Diese Schlange ist nicht irgendeine dahergelaufene Abwandlung unserer gängigen Reptilien. Vielmehr handelt es sich um eine ausgefallene Art Schlange, die zur Subfamilie der Dipsadinae gehört. Sie erreicht eine Länge von etwa 70 bis 90 Zentimetern und sticht besonders durch ihre braune Färbung hervor. Alsophis danforthi ernährt sich hauptsächlich von Eidechsen und kleinen roten Fröschen, und übt damit durchaus auch eine ökologische Funktion in ihrem Lebensraum aus.
Nun fragt sich der geneigte Leser vielleicht, warum man sich gerade mit dieser Schlange beschäftigen sollte. Warum nicht, sage ich! In einer Welt, in der die Natur immer mehr den kürzeren zieht, könnte es uns allen gut tun, mal einen Blick abseits der üblichen Pfade zu werfen. Gerade in Zeiten, in denen jeder zweite Liberale glaubt, dass das Überleben der Menschheit von dem Schutz einer einzigen Tierart abhängt, ist es doch beruhigend zu wissen, dass die Natur auch abseits des mainstream Narritivs für sich selbst sorgen kann.
Und ja, diese Schlange steht sogar auf der Roten Liste der IUCN. Doch was für die Ökofraktion sofort Anlass ist, Panik zu verbreiten, sieht der Realist gelassener. Denn mal ehrlich: Es gibt durchaus auch ein Leben ohne Alsophis danforthi, selbst wenn das vielen schwer zu glauben scheint. Während manch einer vorschnell den Weltuntergang heraufbeschwört, ist es für uns realistische Naturfreunde erst einmal interessant zu sehen, wie sie die Herausforderungen der Zeit meistert.
Ein weiterer beeindruckenser Aspekt? Ihr Lebensraum auf Vieques. Man könnte fast meinen, eine einzige Schlange auf einer Untertassen-großen Insel sei kaum der Rede wert. Doch das Gegenteil ist der Fall! Ihre eingeschränkte geographische Verbreitung trägt zu ihrer Exklusivität bei und bietet zudem die Gelegenheit, ein wenig mehr über die Biologie und Ökologie der Karibik zu erfahren.
Die Vieques-Insel selbst, ein kleinbesiedeltes Gebiet mit üppiger Vegetation, hat eine bewegte Geschichte. Lange Zeit als militärische Übungsfläche genutzt, ist sie heute eine begehrte Tourismusdestination. Doch trotz des hohen Freizeitwertes zahlt sich der Erhalt der einzigartigen Flora und Fauna von Vieques langfristig mehr aus als der kurzfristige Profit von ein paar Resorts. Hier könnten wir politisch Konservativen durchaus von unseren eigenen Prinzipien profitieren, indem wir natürliche Lebensräume erhalten und fördern — natürlich ohne gleich in dogmatischen Umweltwahn zu verfallen.
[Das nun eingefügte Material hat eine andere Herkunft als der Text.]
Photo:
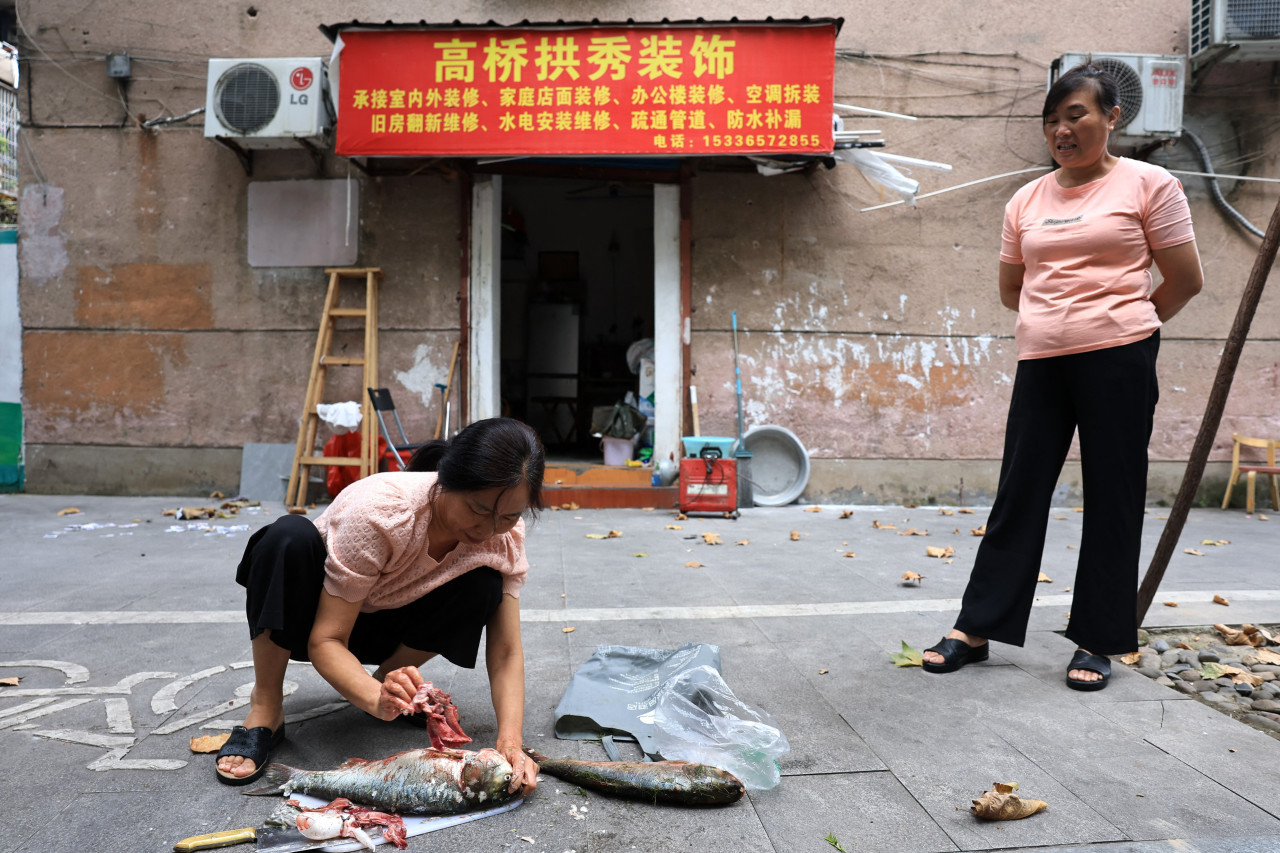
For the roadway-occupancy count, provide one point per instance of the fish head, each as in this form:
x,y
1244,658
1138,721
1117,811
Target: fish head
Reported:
x,y
487,775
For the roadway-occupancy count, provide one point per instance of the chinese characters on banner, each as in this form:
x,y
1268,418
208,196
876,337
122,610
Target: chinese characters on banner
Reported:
x,y
672,91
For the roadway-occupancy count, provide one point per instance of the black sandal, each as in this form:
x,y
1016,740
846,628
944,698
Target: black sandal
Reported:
x,y
1083,660
955,653
256,744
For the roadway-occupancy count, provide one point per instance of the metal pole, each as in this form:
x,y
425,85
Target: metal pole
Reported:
x,y
1212,415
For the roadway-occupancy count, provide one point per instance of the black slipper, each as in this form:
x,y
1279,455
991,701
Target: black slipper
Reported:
x,y
955,653
1083,660
255,744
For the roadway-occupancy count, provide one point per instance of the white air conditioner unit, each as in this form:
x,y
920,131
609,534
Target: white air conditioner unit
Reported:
x,y
1235,31
1151,92
268,103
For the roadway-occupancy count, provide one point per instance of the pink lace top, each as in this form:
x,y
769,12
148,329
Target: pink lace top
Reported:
x,y
375,533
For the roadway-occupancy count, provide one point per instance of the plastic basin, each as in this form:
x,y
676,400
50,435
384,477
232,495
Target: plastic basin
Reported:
x,y
780,465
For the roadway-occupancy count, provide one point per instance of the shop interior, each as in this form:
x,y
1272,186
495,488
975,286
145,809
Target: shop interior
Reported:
x,y
577,306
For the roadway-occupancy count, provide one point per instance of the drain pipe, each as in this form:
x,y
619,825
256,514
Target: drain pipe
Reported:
x,y
1216,191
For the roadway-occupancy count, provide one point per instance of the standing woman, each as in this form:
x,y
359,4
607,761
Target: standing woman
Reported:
x,y
398,569
1074,263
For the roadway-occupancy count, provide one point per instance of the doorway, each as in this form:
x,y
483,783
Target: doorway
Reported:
x,y
576,306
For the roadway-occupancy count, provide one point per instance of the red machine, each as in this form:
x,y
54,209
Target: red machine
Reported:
x,y
708,483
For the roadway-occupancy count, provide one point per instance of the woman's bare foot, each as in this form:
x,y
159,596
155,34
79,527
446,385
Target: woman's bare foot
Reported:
x,y
265,714
974,642
1084,675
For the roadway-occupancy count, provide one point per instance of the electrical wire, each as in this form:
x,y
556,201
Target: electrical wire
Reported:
x,y
1216,191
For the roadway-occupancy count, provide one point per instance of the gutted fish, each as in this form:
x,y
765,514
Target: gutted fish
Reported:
x,y
658,781
419,781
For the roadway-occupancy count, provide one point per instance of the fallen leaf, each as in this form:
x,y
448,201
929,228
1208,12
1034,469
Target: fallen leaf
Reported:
x,y
209,743
1001,804
906,657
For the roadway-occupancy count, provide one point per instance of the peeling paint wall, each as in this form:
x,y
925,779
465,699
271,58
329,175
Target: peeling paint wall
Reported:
x,y
152,352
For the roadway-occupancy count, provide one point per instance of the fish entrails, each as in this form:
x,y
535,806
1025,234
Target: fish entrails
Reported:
x,y
419,781
659,781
Abgesehen davon bietet Alsophis danforthi nicht nur eine ökologische, sondern auch eine wissenschaftliche Bereicherung. Biologen studieren diese Art, um mehr über die Entwicklung von Inseltieren zu lernen. Vielfältige Forschung, die ruft: Wir haben einige Lehren aus der Natur zu ziehen, ohne dabei die Bodenhaftung zu verlieren.
Traurigerweise wird jedoch die Verbindung zwischen Verantwortungsbewusstsein und pragmatischem Naturschutz oft unter den Tisch fallen gelassen. Während einige mit erhobenem Zeigefinger predigen, dass jede Art unersetzlich ist, zeigt das Beispiel von Alsophis danforthi: Man kann auch ohne Alarmismus die Umwelt sinnvoll unterstützen und dabei durchaus etwas lernen.
Selbstverständlich verdient diese seltene Schlange Schutz; jede Art hat ihren Platz in der Welt. Doch die Zeiten, da liberale Dogmen die Konservativen mit Hetzkampagnen zu überbieten suchen, sind vorbei. Letztlich schwingt der Hammer immer auf die Seite, die von einer Position des klaren Denkens und des Sachverstands aus handelt.